About two weeks after I arrived on Attu they found a rubber raft on the shore. Naturally if was assumed that it had been used by Jap infiltrators from a submarine. Panic! They placed us new greenhorns about a hundred yards apart all along the beach. After about four hours, we were relieved and taken to a guard shack. They immediately told us to unload our weapons. We told them that we didn’t have loaded weapons. We were never given any ammo. We were so new we didn’t dare tell them — we were told to keep quiet and speak only when spoken to. They never found any Jap intruders. The group that was shipped out from Seattle were classified as replacements. They had assumed that there would be casualites in the invasion and they would need replacement workers. Well, we were surplus to the Seabees already there. When we arrived there were five battalions of Seabees. They were the 22nd, 23rd, 68th, 138th, and the 8th Special. They divided the appx. 200 replacements to the existing units. A battalion was 1000-1200 men. We lived in metal quonset buildings — 68 in our buildings. So many and so close that we had to share beds between the day crews and the night crews. I was in the 23rd bn. Later moved to the 68 when the 23rd moved to the US and then later to the 138th. Because of the terrible weather they called 6 months a tour of duty — I stayed there 26 months. The bright side was I wasn’t being shot at. Most of the furious fighting was going on, and all I was doing was putting in pipes and freezing my butt off.
I was on Attu for 26 months. For the first 18 months we dug the ditches for pipes by hand — shovels. Later they “found” a backhoe to dig the lines. They had heavy equipment all along but never let us use them. They were new and had W.P.A. markings on them.
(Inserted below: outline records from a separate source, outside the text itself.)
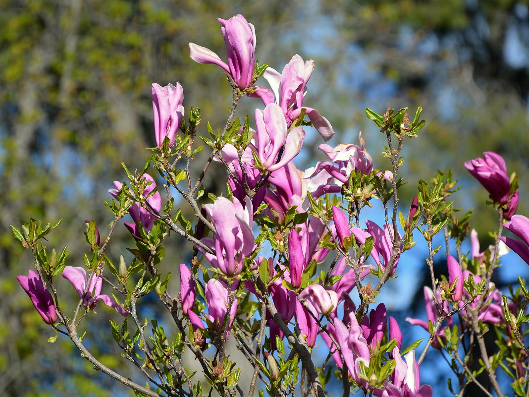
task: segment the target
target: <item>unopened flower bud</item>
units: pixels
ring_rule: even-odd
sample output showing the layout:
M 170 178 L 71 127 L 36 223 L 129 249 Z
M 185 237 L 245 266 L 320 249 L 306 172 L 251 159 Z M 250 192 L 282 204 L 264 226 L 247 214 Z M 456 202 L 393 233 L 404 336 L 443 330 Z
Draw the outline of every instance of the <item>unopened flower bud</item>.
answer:
M 217 377 L 224 377 L 224 368 L 222 367 L 222 364 L 220 362 L 217 362 L 216 365 L 213 367 L 213 375 Z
If you don’t know, W.P.A. was an organization that Roosevelt organized to provide work during the Depression. I believe this equipment was amassed to use in the coming wars. I know that they didn’t use construction equipment during the W.P.A. years. Other activities of the W.P.A. [were] sewing-rooms and canneries for employing women.
My dad worked on the W.P.A. He rode a truck to Lubbock where they were making what turned out to be Lubbock Air Field. It is now the municipal airport. Reese Air Base was 10-12 miles west of Lubbock. One day while going to Lubbock, they encountered a rainstorm. Lightning struck the truck and injured several men. Dad was O.K.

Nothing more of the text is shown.